La vida es ansiedad por vivir. La vida es querer de todas las formas posibles, hasta en los días grises, hasta en las peores rachas, hasta cuando se toca fondo y te tumban en el último asalto.

La vida consiste en no tirar la toalla.

La vida son reveses, altibajos, dimes y diretes, escaleras que te llevan del infierno al paraíso y viceversa. La vida es mantener el equilibrio sin aferrarnos a la barandilla o al pasamanos.

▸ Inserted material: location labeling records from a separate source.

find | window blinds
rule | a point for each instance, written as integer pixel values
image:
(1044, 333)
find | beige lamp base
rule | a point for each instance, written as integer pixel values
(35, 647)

La vida es lo bueno y lo malo, la salud y la enfermedad, la luz y la oscuridad. La vida es saber saborearla. La vida es saber despedirte. La vida es mirar a los ojos y ser capaz de mostrarte como eres, de destapar tu identidad, de dejar de actuar para el conformismo de los demás.

La vida es saber hacer las cosas, fallar y actuar en consecuencia. La vida es dar la cara por lo que nos importa realmente. Por enfrentarnos a quienes más queremos por motivos más justos y honestos.

La vida no es poner buena cara, ni maquillar los disgustos con buenas palabras. La vida es
gritar verdades a los cuatro vientos. La vida es rodearte de más vida, y alejar la hipocresía.

La vida es ser independiente hasta de uno mismo.

La vida no es dejar la puerta entreabierta dando falsas esperanzas a los que perdieron las ganas de vivir. La vida no es ser quien no eres, no es callarte lo que piensas por el miedo al qué dirán.

Y la vida, pese a todo, es seguir aprendiendo para no cometer los mismos errores.